Andrews: That’s… sweet? If it’s not too rude to ask, what was she like?
Richardson: Gentle. I said gentle. Keep up. She – she had this smile. Wow. Our lips would talk of fantasies, but my eyes stayed on her smile.
Andrews: That’s sweet. Sounds like my Dad talking about Mum.
Richardson: He and my sister were nothing like Abigail and me. They’re practical. We were romantics. Abigail and I were going to get married, you know. Somewhere mad. Maybe wing-walking, or, or underwater. Like a scuba ceremony.
Andrews: Were you really going to get married? I’m so sorry.
Richardson: Oh god! There was this time. We were on a shale beach – bit nippy, that beach – and planning our future. We were going to have a pet. She wanted a cat. I wanted a dog. We decided to get a large snake.
Andrews: Good compromise? I suppose?
Richardson: We were talking about children, even. She wanted them to have blue eyes, like me. I said that wasn’t likely – Punnet squares and all. But I said they’d probably have her stunning browns. When really… All our plans wouldn’t come to anything, but isn’t it nice to pretend sometimes?

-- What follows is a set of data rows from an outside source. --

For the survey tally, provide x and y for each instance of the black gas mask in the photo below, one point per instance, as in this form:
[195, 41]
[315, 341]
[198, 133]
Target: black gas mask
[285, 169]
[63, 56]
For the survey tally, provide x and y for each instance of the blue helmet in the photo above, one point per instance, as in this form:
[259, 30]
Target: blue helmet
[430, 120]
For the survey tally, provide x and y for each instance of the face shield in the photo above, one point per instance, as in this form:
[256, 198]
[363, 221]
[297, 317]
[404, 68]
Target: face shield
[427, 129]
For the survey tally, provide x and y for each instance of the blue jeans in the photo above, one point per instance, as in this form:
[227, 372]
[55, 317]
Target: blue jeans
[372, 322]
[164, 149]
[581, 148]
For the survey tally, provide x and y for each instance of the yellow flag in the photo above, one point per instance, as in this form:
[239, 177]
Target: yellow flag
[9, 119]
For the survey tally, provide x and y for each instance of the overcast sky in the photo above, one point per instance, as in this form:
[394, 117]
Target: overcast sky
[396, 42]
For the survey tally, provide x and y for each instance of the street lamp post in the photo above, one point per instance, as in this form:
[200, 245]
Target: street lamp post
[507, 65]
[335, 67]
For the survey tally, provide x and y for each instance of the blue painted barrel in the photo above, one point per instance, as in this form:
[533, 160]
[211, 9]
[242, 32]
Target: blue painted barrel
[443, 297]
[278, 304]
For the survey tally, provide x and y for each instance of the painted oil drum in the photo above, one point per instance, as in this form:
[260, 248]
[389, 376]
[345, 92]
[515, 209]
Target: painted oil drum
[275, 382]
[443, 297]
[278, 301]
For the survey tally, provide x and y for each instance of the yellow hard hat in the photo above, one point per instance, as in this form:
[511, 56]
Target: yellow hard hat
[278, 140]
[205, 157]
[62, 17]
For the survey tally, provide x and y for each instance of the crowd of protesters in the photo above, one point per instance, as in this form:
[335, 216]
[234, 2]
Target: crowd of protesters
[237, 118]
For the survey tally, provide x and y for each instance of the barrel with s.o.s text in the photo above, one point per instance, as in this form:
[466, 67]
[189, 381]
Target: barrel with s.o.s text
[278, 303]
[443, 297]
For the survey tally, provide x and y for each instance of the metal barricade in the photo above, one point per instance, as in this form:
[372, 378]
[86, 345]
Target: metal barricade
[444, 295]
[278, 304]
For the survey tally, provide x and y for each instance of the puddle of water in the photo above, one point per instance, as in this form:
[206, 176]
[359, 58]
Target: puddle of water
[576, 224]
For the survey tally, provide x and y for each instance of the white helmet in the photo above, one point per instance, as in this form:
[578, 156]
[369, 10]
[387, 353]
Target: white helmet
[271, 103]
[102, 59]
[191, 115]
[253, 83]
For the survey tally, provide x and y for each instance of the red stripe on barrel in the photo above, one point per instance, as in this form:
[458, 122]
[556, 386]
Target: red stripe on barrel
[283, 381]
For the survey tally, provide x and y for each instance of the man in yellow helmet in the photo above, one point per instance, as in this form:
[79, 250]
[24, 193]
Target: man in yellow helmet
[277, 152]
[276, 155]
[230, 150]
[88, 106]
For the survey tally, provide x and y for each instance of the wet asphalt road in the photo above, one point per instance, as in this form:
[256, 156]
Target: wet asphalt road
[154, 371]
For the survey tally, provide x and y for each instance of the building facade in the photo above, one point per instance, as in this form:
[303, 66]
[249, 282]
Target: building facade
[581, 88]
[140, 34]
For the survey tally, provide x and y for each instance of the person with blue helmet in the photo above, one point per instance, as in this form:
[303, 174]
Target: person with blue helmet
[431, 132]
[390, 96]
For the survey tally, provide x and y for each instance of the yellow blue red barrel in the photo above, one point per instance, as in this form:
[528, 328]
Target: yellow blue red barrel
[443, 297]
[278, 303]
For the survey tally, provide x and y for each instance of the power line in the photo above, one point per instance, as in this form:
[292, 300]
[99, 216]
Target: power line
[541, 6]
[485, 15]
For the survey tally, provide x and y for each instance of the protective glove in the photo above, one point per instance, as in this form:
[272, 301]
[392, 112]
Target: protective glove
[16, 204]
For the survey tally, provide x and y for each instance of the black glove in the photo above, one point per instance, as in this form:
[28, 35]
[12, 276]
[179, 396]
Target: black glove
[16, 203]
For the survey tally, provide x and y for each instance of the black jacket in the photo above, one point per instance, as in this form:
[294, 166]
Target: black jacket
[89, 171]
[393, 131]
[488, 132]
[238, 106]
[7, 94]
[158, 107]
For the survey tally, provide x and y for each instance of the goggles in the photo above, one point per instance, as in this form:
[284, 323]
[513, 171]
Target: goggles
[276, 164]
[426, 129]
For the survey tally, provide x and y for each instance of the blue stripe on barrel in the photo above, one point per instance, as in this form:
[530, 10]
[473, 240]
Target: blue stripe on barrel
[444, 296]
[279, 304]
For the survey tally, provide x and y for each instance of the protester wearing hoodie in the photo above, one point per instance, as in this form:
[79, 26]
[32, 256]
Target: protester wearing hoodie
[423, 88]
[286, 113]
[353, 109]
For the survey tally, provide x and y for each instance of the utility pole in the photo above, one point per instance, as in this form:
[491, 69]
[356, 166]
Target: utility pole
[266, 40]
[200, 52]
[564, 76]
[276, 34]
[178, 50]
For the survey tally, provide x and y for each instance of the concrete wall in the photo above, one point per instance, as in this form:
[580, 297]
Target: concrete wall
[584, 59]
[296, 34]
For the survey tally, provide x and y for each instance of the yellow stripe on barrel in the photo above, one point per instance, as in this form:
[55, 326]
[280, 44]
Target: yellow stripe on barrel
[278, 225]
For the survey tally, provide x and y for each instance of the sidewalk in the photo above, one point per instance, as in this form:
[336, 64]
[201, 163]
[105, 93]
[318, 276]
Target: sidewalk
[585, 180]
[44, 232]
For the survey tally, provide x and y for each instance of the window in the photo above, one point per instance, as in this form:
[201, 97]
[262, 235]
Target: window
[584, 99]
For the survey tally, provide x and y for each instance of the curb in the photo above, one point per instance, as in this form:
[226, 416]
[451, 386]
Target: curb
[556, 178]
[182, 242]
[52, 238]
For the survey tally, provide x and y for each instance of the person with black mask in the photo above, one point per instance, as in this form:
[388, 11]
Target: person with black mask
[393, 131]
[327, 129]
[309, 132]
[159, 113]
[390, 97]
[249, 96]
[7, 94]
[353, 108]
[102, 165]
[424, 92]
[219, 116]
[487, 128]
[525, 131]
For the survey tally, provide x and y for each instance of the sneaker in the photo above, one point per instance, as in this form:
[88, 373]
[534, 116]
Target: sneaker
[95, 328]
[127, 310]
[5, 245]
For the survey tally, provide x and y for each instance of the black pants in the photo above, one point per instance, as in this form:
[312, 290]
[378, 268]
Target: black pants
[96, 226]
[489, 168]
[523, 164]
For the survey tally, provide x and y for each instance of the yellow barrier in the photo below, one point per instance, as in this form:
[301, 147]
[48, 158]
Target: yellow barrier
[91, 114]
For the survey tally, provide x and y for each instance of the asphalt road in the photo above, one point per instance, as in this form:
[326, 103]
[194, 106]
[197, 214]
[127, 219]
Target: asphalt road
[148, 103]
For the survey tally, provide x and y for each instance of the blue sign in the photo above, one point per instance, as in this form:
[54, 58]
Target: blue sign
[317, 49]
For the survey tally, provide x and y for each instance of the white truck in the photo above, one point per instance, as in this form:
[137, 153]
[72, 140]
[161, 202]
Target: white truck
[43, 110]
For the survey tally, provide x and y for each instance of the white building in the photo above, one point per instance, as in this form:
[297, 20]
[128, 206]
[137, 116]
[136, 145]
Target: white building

Andrews: What do you mean?
Richardson: We knew it was coming. Her health. One night, she just… She passed.
Andrews: We don’t have to talk about this, if it’s upsetting you.
Richardson: Her family! They consented to have me buried next to her, and wed to her. Forever by her side, don’t you know? The ceremony will be mad, just like we wanted. When it’s my time to go, years from now, I’ll be with Abigail forever. It’s just… We planned our life far too late.
Andrews: I am so sorry, Uncle Jeremy. Really, I am.
Richardson: We planned a life together. But we met at the old folk’s home.